TMB: A Marker for “Mutant” Tumors
Tumor mutational burden (TMB)—the number of mutations in a tumor—predicts how well ICIs work. Tumors with high TMB (≥10 mutations/Mb) have more neoantigens, making them easier for the immune system to target. In 2020, the FDA approved pembrolizumab for any solid tumor with high TMB that has progressed after other treatments.
Gut Microbiota: A Surprising Player
Recent research shows that the gut microbiome influences immunotherapy response. Patients with “good” bacteria (like Bifidobacterium) are more likely to respond to ICIs, while those with “bad” bacteria (like Enterococcus) are not. Fecal microbiota transplantation (FMT) is being tested to “reset” the microbiome and boost ICI efficacy.
The Future: Novel Delivery Systems and Clinical Trial Innovations
Even with better combinations and biomarkers, immunotherapy faces one more challenge: toxicity. ICIs can cause severe side effects when the immune system attacks healthy tissue. To fix this, researchers are developing targeted delivery systems that send drugs directly to tumors or immune cells.
Nanotechnology: Tiny Carriers, Big Impact
Nanoparticles—particles 1,000 times smaller than a human hair—can deliver ICIs, cytokines, or vaccines to the TIME without harming healthy cells. For example:
- Membrane-coated nanoparticles: These mimic immune cells to evade the body’s defenses and target tumors. A 2018 study (Zhang et al.) used PD-L1-expressing nanoparticles to block PD-1 and activate dendritic cells, leading to durable anti-tumor responses in mice.
- Exosome-mimetic nanovesicles: Derived from M1 macrophages (pro-inflammatory immune cells), these nanovesicles repolarize tumor-associated macrophages (TAMs) from “pro-tumor” to “anti-tumor.” A 2018 study (Choo et al.) found that combining these nanovesicles with anti-PD-L1 therapy reduced tumor size more than either treatment alone.
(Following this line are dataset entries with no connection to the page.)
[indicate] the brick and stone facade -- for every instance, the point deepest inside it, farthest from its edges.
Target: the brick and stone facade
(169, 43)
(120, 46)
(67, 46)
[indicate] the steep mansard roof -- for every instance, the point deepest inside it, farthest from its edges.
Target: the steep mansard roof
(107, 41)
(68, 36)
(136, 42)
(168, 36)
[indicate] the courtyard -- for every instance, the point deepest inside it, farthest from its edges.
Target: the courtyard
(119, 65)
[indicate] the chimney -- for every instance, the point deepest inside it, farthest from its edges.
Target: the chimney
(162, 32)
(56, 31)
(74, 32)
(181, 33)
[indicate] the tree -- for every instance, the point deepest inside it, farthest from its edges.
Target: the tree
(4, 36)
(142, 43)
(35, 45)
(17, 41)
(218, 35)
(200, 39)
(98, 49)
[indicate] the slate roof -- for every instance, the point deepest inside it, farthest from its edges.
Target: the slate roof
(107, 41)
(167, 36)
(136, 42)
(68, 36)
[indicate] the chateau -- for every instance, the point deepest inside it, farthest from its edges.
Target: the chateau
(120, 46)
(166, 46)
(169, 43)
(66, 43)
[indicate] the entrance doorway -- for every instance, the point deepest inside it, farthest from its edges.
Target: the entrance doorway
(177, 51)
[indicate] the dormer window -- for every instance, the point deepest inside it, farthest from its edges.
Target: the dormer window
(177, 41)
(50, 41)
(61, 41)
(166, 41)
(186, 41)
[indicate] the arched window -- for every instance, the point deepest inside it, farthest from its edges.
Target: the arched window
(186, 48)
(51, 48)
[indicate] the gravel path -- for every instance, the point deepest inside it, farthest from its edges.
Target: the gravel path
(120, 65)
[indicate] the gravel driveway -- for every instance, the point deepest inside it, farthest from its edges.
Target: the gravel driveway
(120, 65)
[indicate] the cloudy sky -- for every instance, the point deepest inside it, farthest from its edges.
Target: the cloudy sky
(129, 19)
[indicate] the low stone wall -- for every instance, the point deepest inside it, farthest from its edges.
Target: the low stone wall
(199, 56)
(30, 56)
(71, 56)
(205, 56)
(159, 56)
Innovative Clinical Trials
Traditional clinical trials are slow and expensive. To speed up drug development, researchers are using:
- Umbrella trials: Test multiple drugs in patients with the same tumor type (e.g., NSCLC) based on biomarkers.
- Basket trials: Test one drug in patients with different tumors that share a genetic marker (e.g., high TMB).
- Platform trials: Continuously add or remove treatments based on real-time data, allowing faster adaptation to new findings.
Conclusion: A Collaborative Path to Curing Cancer
Immunotherapy has already saved millions of lives, but its full potential remains untapped. Bai et al.’s review makes one thing clear: overcoming immunotherapy’s challenges will require collaboration—between basic scientists studying the TIME, clinicians testing combination therapies, and engineers developing targeted delivery systems.
The future of cancer care is personalized, precise, and patient-centered. With advances in biomarkers, combination therapies, and nanotechnology, we’re closer than ever to turning “cancer” into a manageable condition—even a curable one. As the authors note: “Coping with these challenges requires the joint efforts of clinicians and scientists… to accelerate the understanding of the complex interactions between cancer and immunity.”
For patients and families, this means hope: hope that the next breakthrough will be the one that works for them. And for the scientific community, it means a shared mission: to turn the promise of immunotherapy into a reality for everyone.